Cultura

La cura e l’educazione sono diventate digitali. Quali conseguenze?

Esce per "la meridiana", in occasione del secondo anniversario del lockdown dovuto alla pandemia da Covid-19, il libro “Migrare sul web - Comunicazione relazionale a distanza nella cronaca di un biennio vissuto con il virus” di Paola Scalari che racconta in forma di cronaca e riflessione che cosa ha comportato per i professionisti della cura e dell’educare il dover utilizzare le relazioni a distanza

di Redazione

Cosa ha significato il lockdown per i professionisti della cura e dell’educare? Come è cambiato il modo di lavorare di psicoterapeuti, educatori, docenti, operatori sociali all’indomani dell’annuncio, da parte dell’allora presidente del Consiglio Giuseppe Conte, della chiusura generalizzata di ogni attività a causa della pandemia da Covid-19?
È la domanda cui prova a rispondere Paola Scalari nel suo ultimo libro dal titolo “Migrare sul web – Comunicazione relazionale a distanza nella cronaca di un biennio vissuto con il virus”, edito da edizioni la meridiana per la Collana “Quaderni di…per il cambiamento sociale” in uscita oggi, 9 marzo, in occasione del secondo anniversario del lockdown in Italia.
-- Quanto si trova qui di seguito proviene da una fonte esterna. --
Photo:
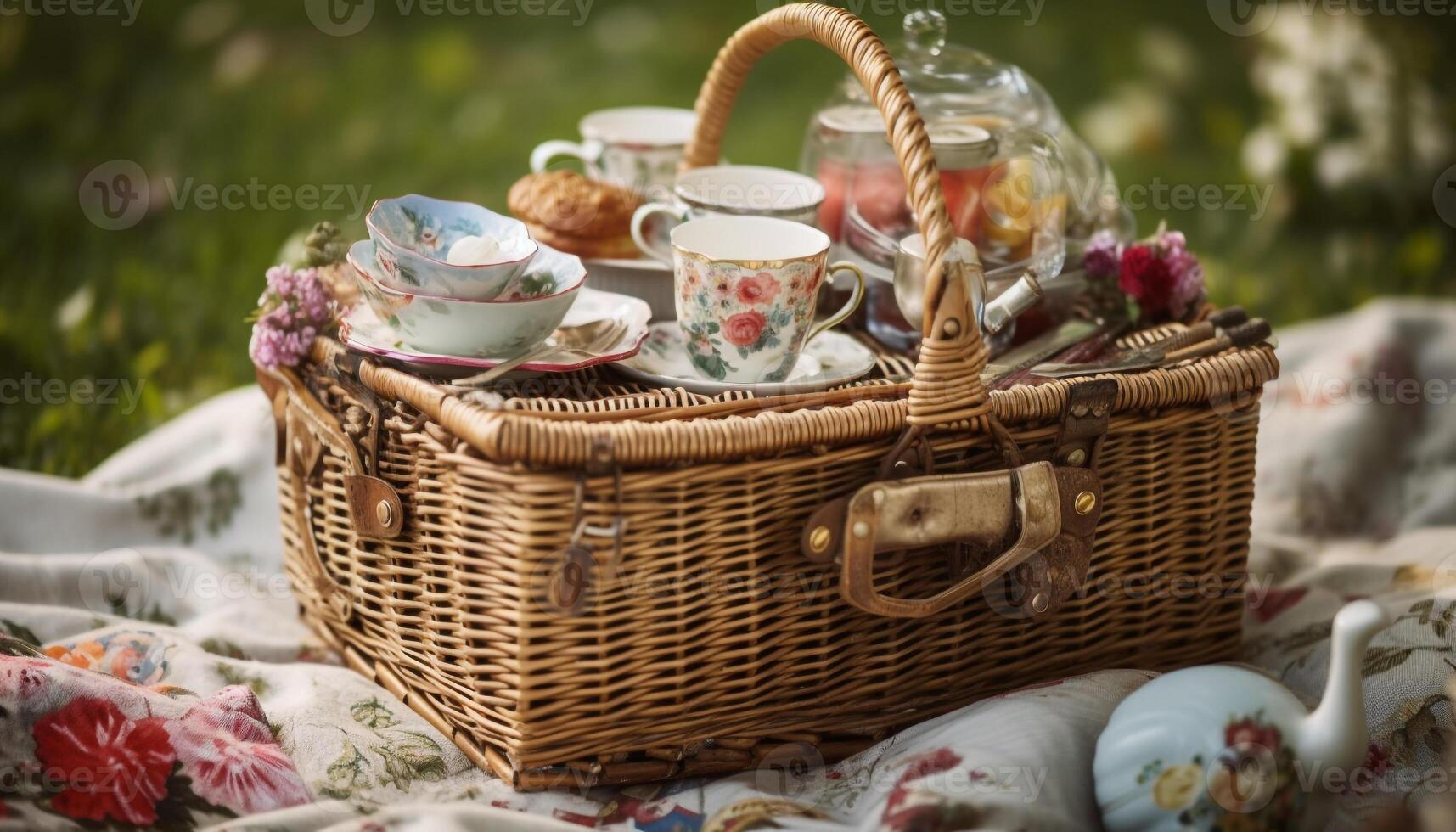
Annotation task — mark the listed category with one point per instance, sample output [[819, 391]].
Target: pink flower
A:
[[1148, 278], [232, 758], [761, 287], [1101, 256], [295, 307], [1248, 734], [743, 329], [114, 768], [22, 679]]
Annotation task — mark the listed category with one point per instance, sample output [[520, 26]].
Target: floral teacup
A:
[[745, 295], [633, 146], [728, 189]]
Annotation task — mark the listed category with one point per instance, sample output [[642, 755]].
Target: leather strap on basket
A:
[[1036, 520], [305, 427], [947, 385]]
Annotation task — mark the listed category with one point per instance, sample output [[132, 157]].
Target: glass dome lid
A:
[[950, 82]]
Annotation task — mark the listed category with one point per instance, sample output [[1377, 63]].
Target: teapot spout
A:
[[1334, 736]]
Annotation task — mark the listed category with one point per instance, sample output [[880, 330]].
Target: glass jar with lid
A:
[[1018, 184]]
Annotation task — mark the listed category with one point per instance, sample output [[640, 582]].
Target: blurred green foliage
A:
[[232, 92]]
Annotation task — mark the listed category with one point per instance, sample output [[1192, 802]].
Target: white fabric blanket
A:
[[177, 657]]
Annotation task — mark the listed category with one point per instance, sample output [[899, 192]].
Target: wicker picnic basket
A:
[[599, 583]]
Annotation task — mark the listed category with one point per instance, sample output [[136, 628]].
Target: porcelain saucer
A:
[[830, 360], [364, 333]]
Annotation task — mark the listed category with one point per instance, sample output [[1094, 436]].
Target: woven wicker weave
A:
[[427, 535]]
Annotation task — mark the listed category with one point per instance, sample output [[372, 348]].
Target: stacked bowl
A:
[[458, 278]]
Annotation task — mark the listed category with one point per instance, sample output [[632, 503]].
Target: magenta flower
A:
[[1103, 256], [293, 309]]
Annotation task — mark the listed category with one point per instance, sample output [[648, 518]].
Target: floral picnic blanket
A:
[[153, 672]]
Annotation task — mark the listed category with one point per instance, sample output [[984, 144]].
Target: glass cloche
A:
[[1018, 183]]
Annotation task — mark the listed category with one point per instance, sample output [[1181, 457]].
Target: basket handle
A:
[[947, 385], [1028, 512]]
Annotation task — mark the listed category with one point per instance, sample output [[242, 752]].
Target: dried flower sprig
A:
[[293, 309], [1159, 273]]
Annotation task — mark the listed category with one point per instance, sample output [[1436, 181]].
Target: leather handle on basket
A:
[[958, 508], [374, 508], [947, 385]]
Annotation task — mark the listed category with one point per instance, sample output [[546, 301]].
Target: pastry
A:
[[576, 215]]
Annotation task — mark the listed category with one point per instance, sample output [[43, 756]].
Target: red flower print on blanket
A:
[[226, 748], [114, 768]]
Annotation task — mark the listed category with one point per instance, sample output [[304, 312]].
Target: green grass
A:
[[228, 92]]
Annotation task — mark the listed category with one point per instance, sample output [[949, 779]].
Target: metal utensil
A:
[[587, 340], [1241, 335], [1040, 349]]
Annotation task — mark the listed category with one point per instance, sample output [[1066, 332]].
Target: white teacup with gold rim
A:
[[727, 189], [745, 295]]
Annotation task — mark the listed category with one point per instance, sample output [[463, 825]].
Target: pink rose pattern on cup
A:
[[733, 312]]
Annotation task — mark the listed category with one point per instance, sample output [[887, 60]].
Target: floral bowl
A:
[[413, 236], [472, 329]]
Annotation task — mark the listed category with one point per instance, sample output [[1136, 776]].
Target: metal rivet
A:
[[818, 538]]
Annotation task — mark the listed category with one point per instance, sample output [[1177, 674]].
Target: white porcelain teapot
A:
[[1225, 746]]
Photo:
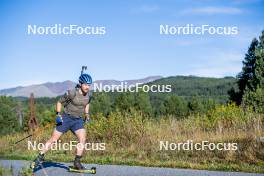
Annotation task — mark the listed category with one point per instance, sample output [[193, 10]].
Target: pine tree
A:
[[248, 71]]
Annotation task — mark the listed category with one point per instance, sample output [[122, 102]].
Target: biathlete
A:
[[76, 104]]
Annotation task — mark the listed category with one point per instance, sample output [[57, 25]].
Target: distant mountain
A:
[[203, 87], [58, 88]]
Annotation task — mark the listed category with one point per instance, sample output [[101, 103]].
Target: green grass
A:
[[132, 139]]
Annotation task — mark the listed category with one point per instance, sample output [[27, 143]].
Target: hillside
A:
[[203, 87]]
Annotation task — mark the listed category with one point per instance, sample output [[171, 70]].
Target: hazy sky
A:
[[132, 46]]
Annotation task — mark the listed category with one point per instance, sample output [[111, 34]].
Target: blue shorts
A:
[[70, 123]]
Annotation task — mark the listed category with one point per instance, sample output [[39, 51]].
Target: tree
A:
[[247, 74], [8, 119], [124, 102], [101, 104], [254, 91], [174, 105], [195, 105], [142, 103]]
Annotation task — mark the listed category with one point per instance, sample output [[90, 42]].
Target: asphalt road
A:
[[59, 169]]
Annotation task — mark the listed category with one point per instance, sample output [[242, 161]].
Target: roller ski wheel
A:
[[86, 171]]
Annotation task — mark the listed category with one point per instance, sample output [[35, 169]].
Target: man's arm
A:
[[58, 107], [86, 110], [87, 115]]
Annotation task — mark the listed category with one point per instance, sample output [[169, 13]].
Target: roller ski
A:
[[39, 160], [78, 167]]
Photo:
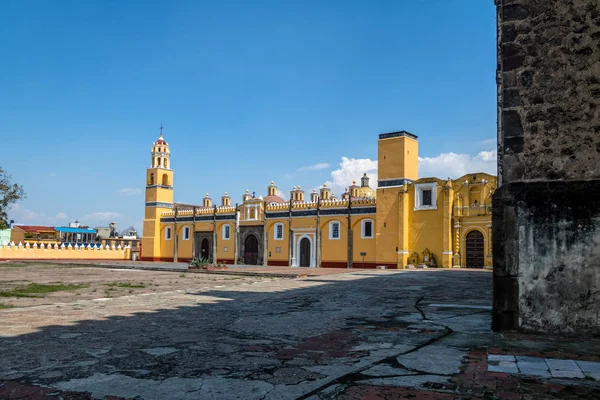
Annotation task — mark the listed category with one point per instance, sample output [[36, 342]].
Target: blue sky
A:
[[248, 92]]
Una riflessione su come, due anni fa, la pandemia giungeva, d’improvviso, a interrompere, destabilizzare, impedire i ritmi della vita lavorativa dei professionisti della cura, feriti e traumatizzati anche loro dagli eventi, privandoli degli schemi di riferimento basati sul rapporto in presenza e obbligandoli a esplorare le nuove forme del rapporto a distanza. «Per gli operatori relazionali, che non potevano e non volevano lasciare sole le persone fragili prive di relazioni positive proprio mentre il vecchio mondo si chiudeva rendendoli ancor più vulnerabili, si trattava di imparare a operare con nuove variabili», afferma Scalari «di comprendere che lo schermo del computer non poteva più essere considerato un disturbo, ma un nuovo elemento dell’incontro, che la voce che arrivava da lontano non era meno vera di quella in presenza. I professionisti della cura si misero, allora, a disposizione, immaginando una visione più democratica delle funzioni di cura, riducendo la rigidità dei ruoli, cavalcando il momento più duro, ma anche il più fecondo, per avviare una trasformazione profonda del lavoro di relazione».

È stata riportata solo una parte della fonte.